Es wird zum meistverkauften und meistdiskutierten Werk der Bundesrepublik, wird sogar in zahlreiche weitere Sprachen übersetzt und zeigt eine Problematik auf, die bis dahin verpönt war und unter Verschluss gehalten sollte: Selbst im reichen Westen gibt es sozial abgehängte Jugendliche, die in einen Teufelskreis aus Prostitution und Drogenkonsum hineinrutschen und nicht mehr herauskommen (maximal kurzzeitig, wenn eine große Zeitschrift auf sie aufmerksam wird). Die Kurfürstenstraße und der Bahnhof Zoologischer Garten werden zu Synonymen von verfehlter Drogenpolitik und einer No-Future-Generation. Quasi gesetzlose Orte, an denen Jugendliche in der Diskothek Sound feiern gehen und in verdreckten Bahnhofstoilettenkabinen ungestört Heroin spritzen konnten und wo Businessmänner Kinder von der Straße abgriffen, um sie gegen Bezahlung zu vergewaltigen. Und das mitten in Mitte. Natürlich wurde der Bahnhof Zoo somit auch zum Ort der Faszination, der etwas Dreckiges, Verbotenes ausstrahlte und viele Schaulustige anzog.
Apropos Schaulustige: Spätestens seit dem Erfolg von »Wir Kinder vom Bahnhof Zoo« sind Drogengeschichten auch in Film und Fernsehen eine beliebte Thematik. Während davor hauptsächlich Cop-Movies Drogensüchtige darstellten – natürlich unter der Prämisse, dass auf sie seitens der Staatsgewalt Jagd gemacht wird – erfuhr jetzt vor allem eine ästhetisierte Form, die harte Schicksale und den menschlichen Verfall auf eine künstlerisch hochwertige Weise darstellt, hohe Popularität. Abseits des 1981er Films über Christiane F. waren die 1990er auf jeden Fall die Dekade für filmische Junkie-Darstellungen (auch weil die florierende Grunge-Szene rund um Kurt Cobain und den Alice in Chains Frontsänger Layne Staley sehr auf Heroinkonsum fixiert war): »The Basketball Diaries« aus dem Jahre 1995 mit einem jungen Leonardo DiCaprio in der Hauptrolle erzählt die Lebensgeschichte des Autors Jim Carroll, der ebenfalls als Jugendlicher dem Heroin-Teufelskreis verfiel und sich nur durchs Schreiben davon lösen konnte.

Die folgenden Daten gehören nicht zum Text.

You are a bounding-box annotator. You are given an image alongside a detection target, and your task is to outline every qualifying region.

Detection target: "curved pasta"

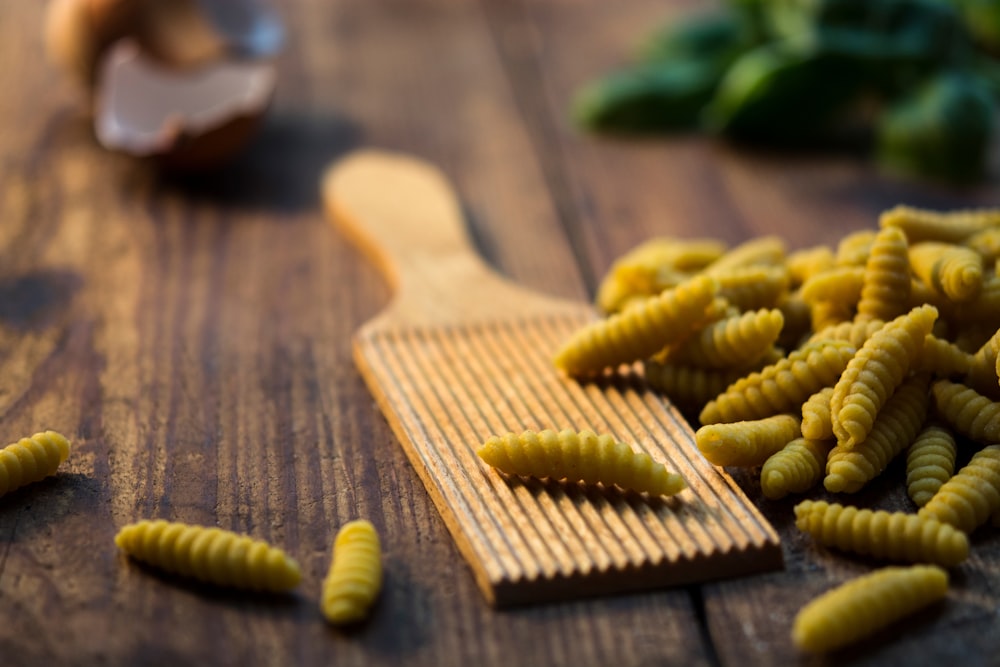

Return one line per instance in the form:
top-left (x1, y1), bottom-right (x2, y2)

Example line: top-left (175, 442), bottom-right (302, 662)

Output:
top-left (906, 424), bottom-right (958, 507)
top-left (476, 429), bottom-right (687, 496)
top-left (792, 565), bottom-right (948, 653)
top-left (918, 445), bottom-right (1000, 533)
top-left (0, 431), bottom-right (69, 496)
top-left (694, 415), bottom-right (800, 466)
top-left (802, 266), bottom-right (865, 307)
top-left (643, 360), bottom-right (743, 410)
top-left (802, 387), bottom-right (833, 444)
top-left (917, 334), bottom-right (973, 376)
top-left (932, 380), bottom-right (1000, 444)
top-left (320, 519), bottom-right (382, 624)
top-left (964, 329), bottom-right (1000, 399)
top-left (879, 206), bottom-right (1000, 243)
top-left (115, 520), bottom-right (302, 592)
top-left (809, 320), bottom-right (885, 349)
top-left (699, 340), bottom-right (856, 424)
top-left (712, 266), bottom-right (790, 310)
top-left (760, 438), bottom-right (833, 500)
top-left (555, 276), bottom-right (717, 375)
top-left (858, 227), bottom-right (910, 322)
top-left (909, 241), bottom-right (983, 301)
top-left (795, 500), bottom-right (969, 567)
top-left (668, 309), bottom-right (785, 369)
top-left (823, 374), bottom-right (929, 493)
top-left (830, 306), bottom-right (937, 448)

In »Pulp Fiction« (1994) gönnt sich John Travolta auch eine gute Ladung des Stoffs, unvergessen ist natürlich auch die Szene, in der Uma Thurman auf Kokain überdosiert. Larry Clarks und Harmony Korines »Kids« zeigt die schlimmsten Seiten einer verkorksten Jugend. Den 2000er Film »Requiem for a Dream« mit Jared Leto zähle ich auch noch hinzu, der vom zunehmenden sozialen Abgesang vier Drogensüchtiger erzählt. Und schließlich natürlich »Trainspotting« (1996), schlichtweg der Vorzeigefilm, wenn es um Heroin geht, dessen Szenen und Stil sich permanent in die Netzhaut einbrennen. Heroin und Popkultur gehen somit seit Jahrzehnten Hand in Hand, sei es anhand der Eskapaden des Skandalpaares Sid Vicious und Nancy Spungen, dem Heroin chic der Modewelt, und natürlich auch der Geschichte der Christiane Felscherinow, die über 40 Jahre danach immer noch Aktualität genießt und die mittlerweile fast 60-jährige Frau immer noch nicht ganz in Ruhe leben lassen kann.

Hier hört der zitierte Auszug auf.